'Bandido', de Itamar Orlev

Libros

Por cortesía de Acantilado, publicamos un fragmento de esta historia conmovedora sobre el amor filial y la búsqueda de la identidad.

Detalle de la portada de 'Bandido'. (Acantilado)
Laberinto
Ciudad de México /

Corre el año 1988 y hace veinte que Tadek vive en Israel, donde llegó de niño con su madre, obligada a huir de Polonia a causa de un marido carismático, alcohólico y violento que suscitaba entre sus hijos una esquizofrénica mezcla de admiración y terror. Ahora, la mujer de Tadek lo ha abandonado llevándose al hijo que tienen en común y la fatídica repetición del destino de su padre, condenado a la soledad, lo sume en una profunda crisis. Siguiendo un impulso, Tadek vuelve a su Polonia natal para reencontrarse con su progenitor, quizá por última vez, y observarlo con los ojos de un adulto. 

Decidido a dejar atrás para siempre todo lo que representa su padre, Tadek emprende un inesperado viaje con él —ya frágil y decrépito, pero no menos abusivo— en busca de una incierta reconciliación que los obligará a afrontar juntos los fantasmas del pasado. Una historia honesta y conmovedora sobre el amor filial y la búsqueda de la identidad, narrada con sentido del humor y ternura, pero también con el inevitable desgarro de las profundas heridas infligidas en la infancia.

FRAGMENTO

Un gran estruendo me arranca del sueño profundo golpeándome el rostro como un puñetazo y me despierta. Tengo la respiración agitada. Abro los ojos. La habitación está a oscuras. Una figura negra, borrosa se escabulle por la puerta abierta. Me arde la cara. El silencio es demasiado absoluto, siniestro. Me levanto de un salto, agarro una barra de hierro que tengo bajo la cama y salgo disparado hacia el dormitorio del niño.

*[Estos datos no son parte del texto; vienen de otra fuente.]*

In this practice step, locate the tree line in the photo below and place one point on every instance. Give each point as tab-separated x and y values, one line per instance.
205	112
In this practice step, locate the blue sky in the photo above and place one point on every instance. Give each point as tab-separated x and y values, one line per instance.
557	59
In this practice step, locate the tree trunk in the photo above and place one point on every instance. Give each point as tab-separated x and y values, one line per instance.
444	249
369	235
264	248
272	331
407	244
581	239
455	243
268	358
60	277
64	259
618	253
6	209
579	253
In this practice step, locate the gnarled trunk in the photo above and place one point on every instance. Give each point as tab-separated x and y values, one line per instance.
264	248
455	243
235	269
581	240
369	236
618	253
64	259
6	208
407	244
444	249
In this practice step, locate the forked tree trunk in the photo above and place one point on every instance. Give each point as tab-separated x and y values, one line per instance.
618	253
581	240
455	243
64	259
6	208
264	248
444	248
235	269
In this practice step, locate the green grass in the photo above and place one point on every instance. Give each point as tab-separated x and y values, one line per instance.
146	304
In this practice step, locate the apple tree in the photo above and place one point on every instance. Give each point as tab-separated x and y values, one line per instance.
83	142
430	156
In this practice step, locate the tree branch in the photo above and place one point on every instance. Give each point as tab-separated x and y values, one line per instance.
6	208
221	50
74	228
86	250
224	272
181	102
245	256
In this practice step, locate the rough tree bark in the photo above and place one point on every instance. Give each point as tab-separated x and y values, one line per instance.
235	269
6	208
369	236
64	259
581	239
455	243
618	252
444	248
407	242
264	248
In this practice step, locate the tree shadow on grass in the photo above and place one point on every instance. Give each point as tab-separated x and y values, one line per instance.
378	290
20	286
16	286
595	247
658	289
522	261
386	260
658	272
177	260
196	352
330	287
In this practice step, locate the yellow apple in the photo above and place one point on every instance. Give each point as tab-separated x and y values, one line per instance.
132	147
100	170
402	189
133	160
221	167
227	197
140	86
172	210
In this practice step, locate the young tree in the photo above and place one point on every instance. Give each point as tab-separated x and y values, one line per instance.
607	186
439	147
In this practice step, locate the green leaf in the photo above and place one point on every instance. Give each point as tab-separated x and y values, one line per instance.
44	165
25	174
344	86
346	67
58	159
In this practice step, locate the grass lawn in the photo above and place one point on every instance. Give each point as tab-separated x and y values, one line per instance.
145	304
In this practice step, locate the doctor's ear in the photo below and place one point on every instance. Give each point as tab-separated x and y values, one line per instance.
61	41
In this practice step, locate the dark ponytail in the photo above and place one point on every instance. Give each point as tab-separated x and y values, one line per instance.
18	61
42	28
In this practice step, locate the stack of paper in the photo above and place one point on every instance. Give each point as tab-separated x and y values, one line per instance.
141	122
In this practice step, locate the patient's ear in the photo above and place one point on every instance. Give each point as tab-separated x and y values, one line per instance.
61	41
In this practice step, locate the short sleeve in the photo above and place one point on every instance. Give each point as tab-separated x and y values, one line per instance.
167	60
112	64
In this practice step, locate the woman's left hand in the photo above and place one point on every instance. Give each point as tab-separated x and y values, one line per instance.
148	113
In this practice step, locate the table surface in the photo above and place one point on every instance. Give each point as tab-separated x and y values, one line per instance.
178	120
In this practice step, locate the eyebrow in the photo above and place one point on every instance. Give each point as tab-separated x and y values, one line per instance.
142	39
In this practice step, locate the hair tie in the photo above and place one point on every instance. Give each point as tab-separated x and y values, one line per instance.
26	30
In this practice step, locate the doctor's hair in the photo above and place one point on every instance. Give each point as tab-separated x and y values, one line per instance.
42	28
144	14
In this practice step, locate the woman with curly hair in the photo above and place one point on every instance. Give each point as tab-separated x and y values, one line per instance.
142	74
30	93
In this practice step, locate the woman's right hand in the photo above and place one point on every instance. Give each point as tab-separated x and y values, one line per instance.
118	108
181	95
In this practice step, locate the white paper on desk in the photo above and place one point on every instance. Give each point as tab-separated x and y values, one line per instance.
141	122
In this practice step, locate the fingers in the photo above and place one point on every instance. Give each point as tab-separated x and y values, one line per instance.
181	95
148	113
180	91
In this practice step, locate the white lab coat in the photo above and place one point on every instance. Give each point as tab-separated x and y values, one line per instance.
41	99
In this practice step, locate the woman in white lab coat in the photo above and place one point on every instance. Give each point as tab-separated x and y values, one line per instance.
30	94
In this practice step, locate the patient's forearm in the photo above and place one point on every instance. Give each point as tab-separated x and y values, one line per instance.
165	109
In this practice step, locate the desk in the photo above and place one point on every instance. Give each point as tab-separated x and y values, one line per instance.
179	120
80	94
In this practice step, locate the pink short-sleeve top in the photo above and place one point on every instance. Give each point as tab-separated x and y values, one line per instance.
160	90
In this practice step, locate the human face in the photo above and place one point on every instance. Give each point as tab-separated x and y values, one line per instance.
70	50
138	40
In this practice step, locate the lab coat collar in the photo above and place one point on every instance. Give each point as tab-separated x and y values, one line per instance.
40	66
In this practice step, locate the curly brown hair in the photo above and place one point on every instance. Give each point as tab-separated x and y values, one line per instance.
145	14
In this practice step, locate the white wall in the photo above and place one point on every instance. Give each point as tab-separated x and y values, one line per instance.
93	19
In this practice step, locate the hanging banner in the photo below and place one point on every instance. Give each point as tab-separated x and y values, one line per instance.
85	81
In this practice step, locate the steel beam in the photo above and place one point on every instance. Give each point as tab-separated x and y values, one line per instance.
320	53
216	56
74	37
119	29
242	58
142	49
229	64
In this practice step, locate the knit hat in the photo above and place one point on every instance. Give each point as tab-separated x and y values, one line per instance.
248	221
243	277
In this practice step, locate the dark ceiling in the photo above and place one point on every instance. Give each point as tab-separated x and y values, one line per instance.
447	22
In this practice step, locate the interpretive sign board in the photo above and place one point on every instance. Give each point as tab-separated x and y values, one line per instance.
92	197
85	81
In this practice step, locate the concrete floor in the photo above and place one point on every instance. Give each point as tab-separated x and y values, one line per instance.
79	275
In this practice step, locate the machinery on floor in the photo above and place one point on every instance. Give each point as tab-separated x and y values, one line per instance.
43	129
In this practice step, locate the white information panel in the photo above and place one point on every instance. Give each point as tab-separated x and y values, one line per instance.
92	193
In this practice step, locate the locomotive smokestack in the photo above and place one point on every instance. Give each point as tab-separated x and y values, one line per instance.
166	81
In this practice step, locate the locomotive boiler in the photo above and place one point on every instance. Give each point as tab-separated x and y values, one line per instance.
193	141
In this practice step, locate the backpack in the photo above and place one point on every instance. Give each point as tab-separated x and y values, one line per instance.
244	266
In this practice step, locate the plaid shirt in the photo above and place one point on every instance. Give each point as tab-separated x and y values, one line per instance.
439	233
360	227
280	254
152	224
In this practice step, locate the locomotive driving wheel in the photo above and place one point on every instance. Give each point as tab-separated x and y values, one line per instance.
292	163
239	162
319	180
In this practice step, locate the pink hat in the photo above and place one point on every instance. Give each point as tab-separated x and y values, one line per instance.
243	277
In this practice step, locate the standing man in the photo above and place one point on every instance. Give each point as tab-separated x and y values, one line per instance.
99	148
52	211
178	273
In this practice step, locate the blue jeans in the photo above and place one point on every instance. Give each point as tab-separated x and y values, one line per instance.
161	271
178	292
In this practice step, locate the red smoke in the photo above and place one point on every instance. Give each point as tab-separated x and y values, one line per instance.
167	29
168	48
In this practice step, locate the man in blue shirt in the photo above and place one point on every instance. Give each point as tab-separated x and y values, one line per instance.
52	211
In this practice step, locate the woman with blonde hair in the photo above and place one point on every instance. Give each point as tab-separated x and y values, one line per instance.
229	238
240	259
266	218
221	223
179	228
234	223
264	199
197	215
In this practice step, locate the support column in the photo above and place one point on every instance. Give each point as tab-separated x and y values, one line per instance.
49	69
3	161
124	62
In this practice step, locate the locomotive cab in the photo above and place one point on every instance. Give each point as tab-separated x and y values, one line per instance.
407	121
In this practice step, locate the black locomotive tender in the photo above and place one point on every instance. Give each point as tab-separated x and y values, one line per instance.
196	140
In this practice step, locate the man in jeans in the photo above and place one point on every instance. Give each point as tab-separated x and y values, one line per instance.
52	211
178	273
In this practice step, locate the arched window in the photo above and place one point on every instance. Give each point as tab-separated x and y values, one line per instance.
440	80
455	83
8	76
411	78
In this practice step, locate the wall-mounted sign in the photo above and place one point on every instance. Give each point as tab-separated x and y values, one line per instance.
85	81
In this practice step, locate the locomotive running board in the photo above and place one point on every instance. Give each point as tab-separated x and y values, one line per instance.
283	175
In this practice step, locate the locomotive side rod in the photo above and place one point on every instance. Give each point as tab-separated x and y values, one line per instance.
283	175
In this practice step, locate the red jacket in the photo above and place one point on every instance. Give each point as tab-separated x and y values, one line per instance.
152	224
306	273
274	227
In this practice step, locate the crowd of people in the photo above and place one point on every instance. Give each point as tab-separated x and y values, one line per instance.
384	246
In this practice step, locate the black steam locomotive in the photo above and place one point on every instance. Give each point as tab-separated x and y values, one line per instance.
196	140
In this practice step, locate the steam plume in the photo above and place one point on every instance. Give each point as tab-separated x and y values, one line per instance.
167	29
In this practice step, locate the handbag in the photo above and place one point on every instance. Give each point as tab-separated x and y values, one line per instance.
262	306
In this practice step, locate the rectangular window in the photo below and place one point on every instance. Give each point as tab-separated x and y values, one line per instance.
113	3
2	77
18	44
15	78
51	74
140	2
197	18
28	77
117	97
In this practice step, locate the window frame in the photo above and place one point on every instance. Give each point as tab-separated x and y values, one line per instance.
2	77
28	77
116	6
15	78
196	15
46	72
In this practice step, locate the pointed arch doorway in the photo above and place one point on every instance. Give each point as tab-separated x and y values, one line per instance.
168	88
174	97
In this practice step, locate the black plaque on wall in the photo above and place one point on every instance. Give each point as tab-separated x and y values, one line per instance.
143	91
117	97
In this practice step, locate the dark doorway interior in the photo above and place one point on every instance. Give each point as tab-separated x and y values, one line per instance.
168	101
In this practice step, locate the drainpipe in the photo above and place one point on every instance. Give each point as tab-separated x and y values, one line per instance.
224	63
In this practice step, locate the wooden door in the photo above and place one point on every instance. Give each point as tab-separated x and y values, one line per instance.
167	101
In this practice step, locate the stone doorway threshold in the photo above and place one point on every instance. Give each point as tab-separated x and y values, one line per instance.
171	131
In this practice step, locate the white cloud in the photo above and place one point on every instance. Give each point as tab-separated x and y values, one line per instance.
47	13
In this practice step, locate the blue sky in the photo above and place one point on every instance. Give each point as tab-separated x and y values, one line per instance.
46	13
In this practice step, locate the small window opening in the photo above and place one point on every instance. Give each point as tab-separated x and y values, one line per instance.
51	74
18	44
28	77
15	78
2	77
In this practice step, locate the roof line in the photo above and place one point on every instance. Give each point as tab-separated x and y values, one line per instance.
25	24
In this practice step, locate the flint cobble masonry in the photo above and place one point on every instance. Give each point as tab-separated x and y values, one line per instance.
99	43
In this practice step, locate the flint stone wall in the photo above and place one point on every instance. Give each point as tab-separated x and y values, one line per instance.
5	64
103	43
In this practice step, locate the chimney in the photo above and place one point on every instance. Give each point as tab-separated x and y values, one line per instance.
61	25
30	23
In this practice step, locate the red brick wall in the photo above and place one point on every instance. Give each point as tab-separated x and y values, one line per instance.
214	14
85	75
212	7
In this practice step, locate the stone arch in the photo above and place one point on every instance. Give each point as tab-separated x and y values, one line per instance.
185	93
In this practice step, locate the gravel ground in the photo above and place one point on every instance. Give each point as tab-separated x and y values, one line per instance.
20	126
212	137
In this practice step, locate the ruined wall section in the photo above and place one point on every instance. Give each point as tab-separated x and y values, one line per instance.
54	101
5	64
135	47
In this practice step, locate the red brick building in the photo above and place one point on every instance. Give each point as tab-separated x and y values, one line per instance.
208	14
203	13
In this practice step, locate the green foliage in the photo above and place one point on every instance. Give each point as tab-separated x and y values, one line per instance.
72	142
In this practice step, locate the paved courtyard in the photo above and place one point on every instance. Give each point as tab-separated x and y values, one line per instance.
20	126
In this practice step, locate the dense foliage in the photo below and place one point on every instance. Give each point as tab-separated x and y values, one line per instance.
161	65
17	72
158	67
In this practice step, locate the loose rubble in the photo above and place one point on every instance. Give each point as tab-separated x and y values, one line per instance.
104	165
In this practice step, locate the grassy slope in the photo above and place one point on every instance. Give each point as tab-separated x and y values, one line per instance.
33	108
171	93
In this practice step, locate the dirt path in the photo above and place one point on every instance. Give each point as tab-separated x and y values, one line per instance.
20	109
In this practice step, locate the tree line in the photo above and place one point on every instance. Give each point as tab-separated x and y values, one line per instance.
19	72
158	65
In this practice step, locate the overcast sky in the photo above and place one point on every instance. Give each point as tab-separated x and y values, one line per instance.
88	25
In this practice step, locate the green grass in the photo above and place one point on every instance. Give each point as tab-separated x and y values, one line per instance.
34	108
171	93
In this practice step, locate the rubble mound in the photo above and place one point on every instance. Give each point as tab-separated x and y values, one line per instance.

Llego corriendo a la habitación, enciendo la luz: la cama está vacía y ordenada, algunos juguetes tirados por el suelo, la ventana abierta. Me subo al antepecho y salto al pequeño jardín donde reina la quietud nocturna. Sin embargo, veo la figura negra aparecer y desaparecer, emerger por un instante y esfumarse de nuevo. Corro tras ella blandiendo la barra de hierro. Noto los músculos tensos, me duelen, y para aliviar la tensión me pongo a golpear cosas con la barra de hierro: el suelo, la mesa de madera, el murete de piedra. Arrojo una silla, vuelco la carretilla y las plantas, hago caer cajas, trastos de hierro, pedazos de muebles, leños.

Regreso corriendo a casa. Corro de habitación en habitación encendiendo las luces. No está, la figura negra no está. La casa está vacía. Al parecer se ha ido, se ha ido llevándose al niño. Abro el frigorífico, cojo un botellín de cerveza y lo abro con los dientes porque el cuerpo todavía me tiembla y los dedos no consiguen asir el abridor. La trago entera a grandes sorbos y me calma un poco. ¡Cómo odio dormir!

Enciendo un cigarrillo. Miro el reloj. Las cuatro de la madrugada. Puedo respirar tranquilo, la mañana está demasiado cercana y ya no hace falta que regrese a la cama. Salgo al jardín y en cuanto se me calma la respiración comienzo a ordenar el desastre que he hecho antes. Dentro de una hora empezará el alba a pintar con una línea fina y clara el horizonte. Los primeros pájaros se pondrán a gorjear y la luz suave, consoladora, de la mañana me abrazará.